On 03/02/2021 19:48, Mario Giammarco wrote:
It is obvious and a bit paranoid because many servers
on many customers
run on raid1 and so you are saying: yeah you have two copies of the data
but you can broke both. Consider that in ceph recovery is automatic,
with raid1 some one must manually go to the customer and change disks.
So ceph is already an improvement in this case even with size=2. With
size 3 and min 2 it is a bigger improvement I know.
To labour Dan's point a bit further, maybe a RAID5/6 analogy is better
than RAID1. Yes, I know we're not talking erasure coding pools here but
this is similar to the reasons why people moved from RAID5 (size=2, kind
of) to RAID6 (size=3, kind of).

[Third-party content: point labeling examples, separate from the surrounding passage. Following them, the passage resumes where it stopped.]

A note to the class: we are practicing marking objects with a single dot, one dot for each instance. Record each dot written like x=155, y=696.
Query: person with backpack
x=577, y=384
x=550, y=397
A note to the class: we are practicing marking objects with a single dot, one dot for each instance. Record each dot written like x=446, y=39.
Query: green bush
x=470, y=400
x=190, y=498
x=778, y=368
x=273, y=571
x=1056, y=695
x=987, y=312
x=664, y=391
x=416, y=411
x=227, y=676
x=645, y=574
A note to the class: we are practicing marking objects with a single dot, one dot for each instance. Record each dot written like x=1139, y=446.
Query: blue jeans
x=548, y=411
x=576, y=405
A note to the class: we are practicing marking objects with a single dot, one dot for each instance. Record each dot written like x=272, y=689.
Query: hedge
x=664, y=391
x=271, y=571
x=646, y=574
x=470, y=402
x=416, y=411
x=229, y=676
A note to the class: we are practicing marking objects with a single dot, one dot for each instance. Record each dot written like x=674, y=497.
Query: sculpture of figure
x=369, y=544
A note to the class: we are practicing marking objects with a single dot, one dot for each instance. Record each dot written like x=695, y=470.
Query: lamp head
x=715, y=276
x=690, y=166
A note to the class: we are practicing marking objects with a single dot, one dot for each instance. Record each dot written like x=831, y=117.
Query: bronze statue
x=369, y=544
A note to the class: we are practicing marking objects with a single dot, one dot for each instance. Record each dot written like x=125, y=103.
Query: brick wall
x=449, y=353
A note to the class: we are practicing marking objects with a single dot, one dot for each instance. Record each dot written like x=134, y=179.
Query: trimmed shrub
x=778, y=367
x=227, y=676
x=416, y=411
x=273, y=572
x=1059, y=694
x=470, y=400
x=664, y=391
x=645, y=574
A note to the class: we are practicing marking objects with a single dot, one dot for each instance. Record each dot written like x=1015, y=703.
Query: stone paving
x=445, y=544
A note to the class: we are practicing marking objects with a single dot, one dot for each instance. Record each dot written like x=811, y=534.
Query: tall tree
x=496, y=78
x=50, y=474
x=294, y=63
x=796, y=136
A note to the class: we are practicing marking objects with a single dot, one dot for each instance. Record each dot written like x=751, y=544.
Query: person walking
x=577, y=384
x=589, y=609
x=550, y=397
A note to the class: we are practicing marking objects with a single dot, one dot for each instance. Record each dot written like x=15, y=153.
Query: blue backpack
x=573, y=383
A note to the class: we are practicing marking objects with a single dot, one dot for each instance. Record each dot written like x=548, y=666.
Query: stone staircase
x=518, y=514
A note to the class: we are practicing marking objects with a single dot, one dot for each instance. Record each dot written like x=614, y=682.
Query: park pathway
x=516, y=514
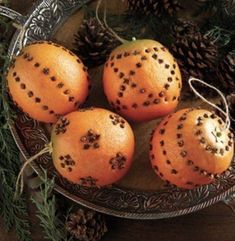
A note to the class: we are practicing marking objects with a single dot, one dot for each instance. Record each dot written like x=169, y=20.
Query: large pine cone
x=226, y=73
x=196, y=56
x=184, y=28
x=156, y=7
x=86, y=225
x=93, y=42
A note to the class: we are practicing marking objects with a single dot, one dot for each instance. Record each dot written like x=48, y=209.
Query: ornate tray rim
x=72, y=6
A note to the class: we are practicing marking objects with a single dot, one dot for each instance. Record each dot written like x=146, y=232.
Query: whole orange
x=191, y=147
x=47, y=80
x=92, y=147
x=142, y=80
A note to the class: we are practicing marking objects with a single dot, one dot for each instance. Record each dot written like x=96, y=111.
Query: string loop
x=226, y=113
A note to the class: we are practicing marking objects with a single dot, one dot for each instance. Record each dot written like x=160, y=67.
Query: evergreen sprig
x=14, y=213
x=50, y=220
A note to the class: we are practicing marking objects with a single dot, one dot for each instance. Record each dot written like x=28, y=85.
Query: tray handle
x=230, y=201
x=15, y=16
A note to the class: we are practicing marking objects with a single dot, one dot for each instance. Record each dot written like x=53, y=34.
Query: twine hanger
x=225, y=113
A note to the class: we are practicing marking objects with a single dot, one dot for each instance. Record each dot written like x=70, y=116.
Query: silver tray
x=42, y=21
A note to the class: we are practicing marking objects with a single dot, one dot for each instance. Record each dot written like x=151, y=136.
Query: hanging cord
x=110, y=30
x=20, y=179
x=226, y=113
x=21, y=35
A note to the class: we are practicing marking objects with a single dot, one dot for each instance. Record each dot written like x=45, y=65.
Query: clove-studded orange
x=142, y=80
x=47, y=80
x=92, y=147
x=191, y=148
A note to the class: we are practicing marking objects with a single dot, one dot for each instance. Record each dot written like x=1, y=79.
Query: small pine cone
x=86, y=225
x=156, y=7
x=226, y=73
x=184, y=28
x=196, y=56
x=93, y=42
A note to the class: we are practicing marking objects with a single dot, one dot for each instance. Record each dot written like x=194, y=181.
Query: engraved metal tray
x=140, y=195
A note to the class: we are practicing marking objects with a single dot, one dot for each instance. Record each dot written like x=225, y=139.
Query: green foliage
x=51, y=222
x=14, y=213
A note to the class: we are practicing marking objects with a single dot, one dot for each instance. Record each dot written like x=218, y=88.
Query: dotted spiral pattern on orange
x=92, y=147
x=47, y=80
x=142, y=80
x=189, y=148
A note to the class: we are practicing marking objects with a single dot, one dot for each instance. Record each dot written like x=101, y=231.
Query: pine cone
x=184, y=28
x=196, y=56
x=226, y=73
x=93, y=42
x=156, y=7
x=86, y=225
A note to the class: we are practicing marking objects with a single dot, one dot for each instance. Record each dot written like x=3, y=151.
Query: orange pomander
x=92, y=147
x=142, y=80
x=191, y=148
x=46, y=81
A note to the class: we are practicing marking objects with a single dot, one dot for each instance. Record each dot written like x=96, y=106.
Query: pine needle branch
x=14, y=214
x=50, y=220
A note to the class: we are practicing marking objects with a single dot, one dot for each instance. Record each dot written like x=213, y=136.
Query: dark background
x=216, y=223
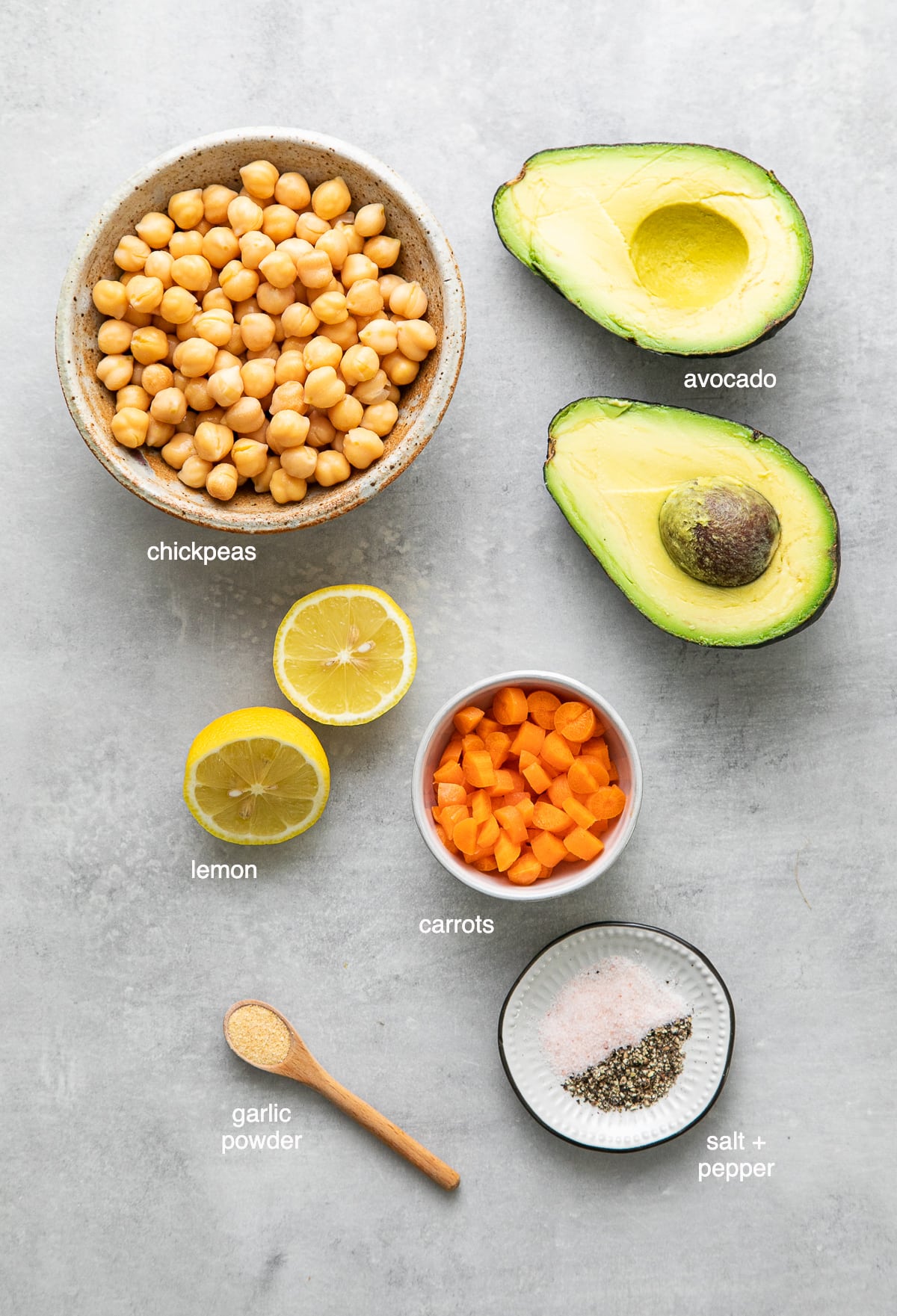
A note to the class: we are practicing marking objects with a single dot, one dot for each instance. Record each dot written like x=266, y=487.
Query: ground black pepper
x=634, y=1077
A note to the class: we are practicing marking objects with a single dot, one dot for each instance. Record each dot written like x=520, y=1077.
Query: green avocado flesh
x=684, y=249
x=614, y=463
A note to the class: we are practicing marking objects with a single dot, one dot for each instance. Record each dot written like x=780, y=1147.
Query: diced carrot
x=556, y=752
x=537, y=776
x=530, y=738
x=542, y=705
x=548, y=819
x=582, y=844
x=579, y=812
x=498, y=745
x=548, y=849
x=449, y=771
x=449, y=793
x=452, y=752
x=580, y=778
x=510, y=705
x=506, y=852
x=478, y=767
x=559, y=790
x=513, y=823
x=608, y=802
x=576, y=721
x=525, y=871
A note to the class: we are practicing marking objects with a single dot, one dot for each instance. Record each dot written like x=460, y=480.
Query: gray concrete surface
x=764, y=832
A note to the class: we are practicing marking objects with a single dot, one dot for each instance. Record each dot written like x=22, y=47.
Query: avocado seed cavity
x=719, y=531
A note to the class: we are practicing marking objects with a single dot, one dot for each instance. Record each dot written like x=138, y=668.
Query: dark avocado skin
x=703, y=644
x=769, y=332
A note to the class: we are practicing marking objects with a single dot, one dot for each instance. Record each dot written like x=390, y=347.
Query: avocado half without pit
x=715, y=532
x=684, y=249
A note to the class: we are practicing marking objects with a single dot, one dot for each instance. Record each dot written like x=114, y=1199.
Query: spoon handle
x=390, y=1134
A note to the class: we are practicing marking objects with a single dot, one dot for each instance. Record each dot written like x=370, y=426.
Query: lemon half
x=257, y=776
x=345, y=655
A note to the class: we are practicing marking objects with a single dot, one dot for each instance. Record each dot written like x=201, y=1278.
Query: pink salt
x=614, y=1003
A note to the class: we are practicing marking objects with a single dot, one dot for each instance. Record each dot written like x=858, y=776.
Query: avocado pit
x=719, y=531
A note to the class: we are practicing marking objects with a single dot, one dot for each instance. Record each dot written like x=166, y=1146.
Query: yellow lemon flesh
x=345, y=655
x=257, y=776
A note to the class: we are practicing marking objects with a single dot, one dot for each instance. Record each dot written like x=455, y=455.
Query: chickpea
x=194, y=357
x=212, y=441
x=145, y=294
x=238, y=280
x=226, y=386
x=178, y=306
x=129, y=427
x=331, y=469
x=221, y=482
x=409, y=300
x=278, y=223
x=257, y=330
x=244, y=214
x=359, y=365
x=399, y=368
x=219, y=247
x=260, y=178
x=383, y=252
x=178, y=449
x=311, y=226
x=290, y=365
x=194, y=473
x=245, y=416
x=215, y=203
x=357, y=268
x=132, y=395
x=315, y=269
x=115, y=337
x=381, y=418
x=115, y=371
x=253, y=249
x=299, y=462
x=155, y=378
x=131, y=254
x=347, y=415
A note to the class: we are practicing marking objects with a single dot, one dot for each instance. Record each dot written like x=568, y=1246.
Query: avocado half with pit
x=684, y=249
x=714, y=531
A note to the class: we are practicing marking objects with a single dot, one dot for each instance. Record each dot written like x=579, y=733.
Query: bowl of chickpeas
x=260, y=330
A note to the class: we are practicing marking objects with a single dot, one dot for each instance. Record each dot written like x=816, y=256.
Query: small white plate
x=708, y=1053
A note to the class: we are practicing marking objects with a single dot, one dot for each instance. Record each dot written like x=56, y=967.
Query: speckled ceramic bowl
x=567, y=877
x=426, y=257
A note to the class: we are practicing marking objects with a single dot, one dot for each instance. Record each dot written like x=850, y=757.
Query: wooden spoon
x=302, y=1066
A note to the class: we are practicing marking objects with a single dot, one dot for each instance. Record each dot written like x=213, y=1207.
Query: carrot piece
x=580, y=778
x=513, y=823
x=559, y=790
x=556, y=752
x=537, y=776
x=478, y=767
x=498, y=747
x=525, y=871
x=543, y=705
x=579, y=812
x=548, y=849
x=449, y=771
x=468, y=719
x=510, y=705
x=575, y=721
x=582, y=844
x=506, y=852
x=608, y=802
x=548, y=819
x=452, y=752
x=530, y=738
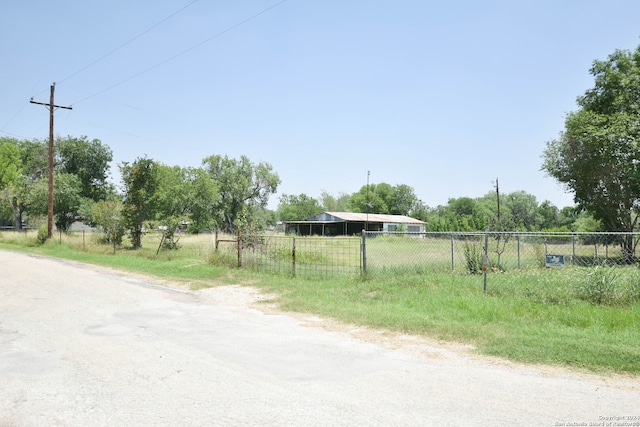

I.e. the more disks you have in an array
(cluster, in our case) and the bigger those disks are, the greater the
chance you have of encountering a second problem during a recovery.
What I ask is this: what happens with min_size=1 and
split brain,
network down or similar things: do ceph block writes because it has no
quorum on monitors? Are there some failure scenarios that I have not
considered?
It sounds like in your example you would have 3 physical servers in
total. So would you have both a monitor and OSDs processes on each server?
If so, it's not really related to min_size=1 but to answer your question
you could lose one monitor and the cluster would continue. Losing a
second monitor will stop your cluster until this is resolved. In your
example setup (with colocated mons & OSDs) this would presumably also
mean you'd lost two OSDs servers too so you'd have bigger problems.
HTH,
Simon